04 poemas de Clarissa Macedo
(beetlejuice)
Endereço
Um mar que secou há tanto
Onde os pássaros bebem a bile dos meus sonhos.
Cenáculo
para
Lílian Almeida
um alaúde queimava
e ele via as cordas.
uma lágrima de pudor
e a fuga ao coração do incerto.
sem prata, um sopro,
um engano à mercê
do medo –
do Senhor, um olho.
Surpresa
Se fores boa menina
dou-te um periquito azul
eu fui boa menina
e sem querer abri a gaiola
se tivesses sido boa menina
o periquito azul não tinha fugido
mas
eu fui boa menina
Adília
Lopes
[porque a mim nada foi creditado]
— “Será igual ao pai”, diziam
Não fui a boa menina,
mas uma paisagem caricaturada:
por fora, o avesso, a penúria, uma linguagem muda
por dentro, um cacto de selênio e violência.
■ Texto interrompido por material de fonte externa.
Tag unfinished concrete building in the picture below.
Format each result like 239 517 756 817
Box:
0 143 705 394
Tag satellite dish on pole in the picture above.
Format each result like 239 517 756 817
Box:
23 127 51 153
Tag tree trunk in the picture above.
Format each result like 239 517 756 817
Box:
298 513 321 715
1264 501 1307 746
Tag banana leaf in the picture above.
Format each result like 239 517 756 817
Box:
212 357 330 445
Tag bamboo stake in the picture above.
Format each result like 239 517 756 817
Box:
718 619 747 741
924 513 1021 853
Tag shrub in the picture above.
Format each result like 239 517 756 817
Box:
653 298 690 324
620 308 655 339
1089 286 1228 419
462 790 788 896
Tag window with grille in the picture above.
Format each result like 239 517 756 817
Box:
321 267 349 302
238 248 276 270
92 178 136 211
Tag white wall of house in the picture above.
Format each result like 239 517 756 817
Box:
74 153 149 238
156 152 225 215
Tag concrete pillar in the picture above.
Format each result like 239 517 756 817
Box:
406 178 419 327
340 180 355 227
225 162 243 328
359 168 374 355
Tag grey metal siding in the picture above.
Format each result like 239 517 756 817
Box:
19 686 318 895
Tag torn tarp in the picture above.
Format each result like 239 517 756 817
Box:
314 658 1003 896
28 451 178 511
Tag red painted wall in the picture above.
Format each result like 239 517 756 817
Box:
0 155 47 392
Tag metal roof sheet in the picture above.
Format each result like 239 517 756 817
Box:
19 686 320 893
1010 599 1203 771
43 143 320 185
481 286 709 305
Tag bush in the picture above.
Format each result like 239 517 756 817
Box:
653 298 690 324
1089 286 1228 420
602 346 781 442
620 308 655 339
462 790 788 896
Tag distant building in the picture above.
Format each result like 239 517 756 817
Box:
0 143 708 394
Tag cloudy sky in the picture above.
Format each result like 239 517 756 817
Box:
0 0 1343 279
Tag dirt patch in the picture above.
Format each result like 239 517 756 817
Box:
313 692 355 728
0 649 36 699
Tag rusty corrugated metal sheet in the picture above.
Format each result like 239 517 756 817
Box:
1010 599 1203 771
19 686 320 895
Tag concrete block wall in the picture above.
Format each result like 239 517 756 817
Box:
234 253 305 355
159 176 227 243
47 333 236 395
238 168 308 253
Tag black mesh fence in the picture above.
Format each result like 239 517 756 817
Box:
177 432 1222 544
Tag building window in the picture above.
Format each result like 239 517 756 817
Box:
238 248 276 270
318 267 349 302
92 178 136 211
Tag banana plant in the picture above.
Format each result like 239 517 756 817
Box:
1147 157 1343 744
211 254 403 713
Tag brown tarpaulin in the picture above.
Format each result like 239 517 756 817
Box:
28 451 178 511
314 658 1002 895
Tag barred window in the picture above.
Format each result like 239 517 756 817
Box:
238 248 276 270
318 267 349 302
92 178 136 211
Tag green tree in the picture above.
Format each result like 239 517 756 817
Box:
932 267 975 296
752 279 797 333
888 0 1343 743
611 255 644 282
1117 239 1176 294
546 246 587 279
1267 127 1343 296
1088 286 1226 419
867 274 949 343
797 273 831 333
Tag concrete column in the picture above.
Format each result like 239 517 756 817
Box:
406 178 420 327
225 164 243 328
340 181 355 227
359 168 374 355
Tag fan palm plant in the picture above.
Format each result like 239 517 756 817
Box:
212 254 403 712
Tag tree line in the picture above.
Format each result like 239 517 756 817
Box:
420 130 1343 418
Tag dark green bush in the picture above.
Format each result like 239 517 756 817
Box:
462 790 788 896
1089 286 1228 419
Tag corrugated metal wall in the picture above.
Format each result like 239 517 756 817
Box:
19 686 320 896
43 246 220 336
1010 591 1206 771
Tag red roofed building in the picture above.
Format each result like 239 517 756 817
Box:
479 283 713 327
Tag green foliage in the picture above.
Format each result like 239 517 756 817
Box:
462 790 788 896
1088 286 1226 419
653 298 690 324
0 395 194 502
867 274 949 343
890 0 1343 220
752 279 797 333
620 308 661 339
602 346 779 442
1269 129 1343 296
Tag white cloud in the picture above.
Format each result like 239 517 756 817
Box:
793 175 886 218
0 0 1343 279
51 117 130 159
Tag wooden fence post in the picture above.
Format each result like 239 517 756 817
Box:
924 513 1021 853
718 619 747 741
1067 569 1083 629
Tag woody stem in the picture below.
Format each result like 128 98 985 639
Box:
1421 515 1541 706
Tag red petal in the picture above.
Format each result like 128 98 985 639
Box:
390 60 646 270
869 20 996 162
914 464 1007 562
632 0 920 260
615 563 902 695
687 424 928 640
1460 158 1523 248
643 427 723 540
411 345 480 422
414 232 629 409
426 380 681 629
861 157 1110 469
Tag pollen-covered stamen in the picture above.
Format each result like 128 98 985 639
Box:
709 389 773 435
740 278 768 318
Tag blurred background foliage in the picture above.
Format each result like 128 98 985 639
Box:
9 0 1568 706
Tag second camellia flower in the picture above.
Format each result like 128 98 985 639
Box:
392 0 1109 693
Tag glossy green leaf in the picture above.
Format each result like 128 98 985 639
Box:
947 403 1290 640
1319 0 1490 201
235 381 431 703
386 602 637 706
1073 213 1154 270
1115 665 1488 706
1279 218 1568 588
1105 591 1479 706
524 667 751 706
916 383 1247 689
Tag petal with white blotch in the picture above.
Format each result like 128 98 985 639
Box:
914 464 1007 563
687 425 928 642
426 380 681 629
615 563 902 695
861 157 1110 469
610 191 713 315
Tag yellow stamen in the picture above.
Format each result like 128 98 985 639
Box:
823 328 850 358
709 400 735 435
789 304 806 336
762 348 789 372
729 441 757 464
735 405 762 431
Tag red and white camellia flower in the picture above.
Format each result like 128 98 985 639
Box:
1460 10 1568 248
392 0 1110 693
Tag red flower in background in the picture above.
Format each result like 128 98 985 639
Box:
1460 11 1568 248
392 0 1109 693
uma mulher, horizonte irrecuperável.
Anatomia
e é como se acabasse de começar.
algas que dançam no corpo da tempestade.
um peixe cujo retiro não se sabe.
Fui um búfalo nos olhos da floresta
e guardei numa urna o pólen da esfinge.
que não morrem, posto que atrasadas no espaço.
E os anos, uma corda de inocência no espelho do Atlântico,
um traço de mácula, uma farsa na terra mais antiga.
Clarissa Macedo
(Salvador – BA), doutora em Literatura e Cultura, é escritora, revisora, agente
cultural, pesquisadora e professora. Apresenta-se em eventos pelo Brasil e
exterior. Integra coletâneas, revistas, blogs e sites. Publicou O trem vermelho que partiu das cinzas, Na pata do cavalo há sete abismos (Prêmio
Nacional da Academia de Letras da Bahia, traduzido ao espanhol), O nome do
mapa e outros mitos de um tempo chamado aflição e A casa mais alta do teu coração (Prêmio Biblioteca Digital do
Paraná). Integrou o Circuito de Autores,
do SESC. É a idealizadora do Encontro de
Autoras Baianas e do Sarau Cartografias.